Collection of various python utilities, recipes, and "gutted" components of other projects.

Primary LanguagePython

The arsenal is an assortment of python utilities for math, natural language processing / information extraction, systems programming, scripting/hacks, software development.

This project is a bit large and slightly messy. Part of this is because I dislike installing software on all of the machine I used (yes, even with tools as awesome as pip, easy_install, and virtualenv). One of my favorite passtimes is finding the "utils.py" of open-source projects and borrowing ideas. If you find any code missing proper attribution please let me know!

There are a lot of files here. I'd like to highlight a few of my most useful / favorite things:

Highlights

  • misc.py

    A "dumping ground" for odd and ends. I normally drop things in here and later move them elsewhere if the turn out to be useful.

  • automain.py

    Automatically constructs a "main function" for any module which calls the automain function.

  • robust.py

    utilities such as timelimit and retry to help "robustify" your code.

  • iterextras.py

    the most useful things here are iterview and sliding_window

  • fsutils.py

    utilities for working with the file system like atomic file writes and recursively listing directories (like UNIX find)

  • nlp/

    Contains many text-processing utilities useful in natural language processing. This directory has gotten big enough to almost become its own project.
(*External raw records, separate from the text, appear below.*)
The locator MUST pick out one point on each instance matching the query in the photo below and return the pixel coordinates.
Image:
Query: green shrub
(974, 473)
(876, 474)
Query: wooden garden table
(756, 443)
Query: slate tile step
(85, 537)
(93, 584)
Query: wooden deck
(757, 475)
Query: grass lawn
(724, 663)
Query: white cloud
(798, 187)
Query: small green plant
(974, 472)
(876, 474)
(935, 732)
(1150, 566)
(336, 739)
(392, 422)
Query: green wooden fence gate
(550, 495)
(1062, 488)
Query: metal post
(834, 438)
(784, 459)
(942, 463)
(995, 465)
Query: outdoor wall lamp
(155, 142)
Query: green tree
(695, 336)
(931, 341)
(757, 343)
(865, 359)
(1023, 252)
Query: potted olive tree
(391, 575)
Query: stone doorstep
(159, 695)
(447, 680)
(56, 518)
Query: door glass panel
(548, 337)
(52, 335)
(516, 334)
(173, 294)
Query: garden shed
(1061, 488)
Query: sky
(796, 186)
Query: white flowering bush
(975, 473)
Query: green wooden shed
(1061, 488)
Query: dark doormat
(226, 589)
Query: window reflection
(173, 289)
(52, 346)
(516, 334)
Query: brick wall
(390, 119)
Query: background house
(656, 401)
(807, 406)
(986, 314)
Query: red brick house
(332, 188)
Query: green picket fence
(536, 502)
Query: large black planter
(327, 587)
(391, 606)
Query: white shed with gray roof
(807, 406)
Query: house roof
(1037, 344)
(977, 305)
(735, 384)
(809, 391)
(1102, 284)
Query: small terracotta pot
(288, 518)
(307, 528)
I've got some pretty good regular expression for scraping dates.

  • debug/

    I'm a big fan of debug.utils.ip and debug.ultraTB2.enable!

    • breakin.py ripped out bzr's infamous breakin feature. enabling this allows the user to send a SIGQUIT or SIGBREAK signal to a running process and get an interactive shell or pdb session AND even resume the process!

    • ultraTB2.py I ripped out ultraTB from IPython (to remove the dependence) and make some of the functionality easier to use.

      It's as simple as:

      >>> from debug import ultraTB2; ultraTB2.enable()
  • cache/

    contains the memoize decorator and even a persistence shelve-based variant.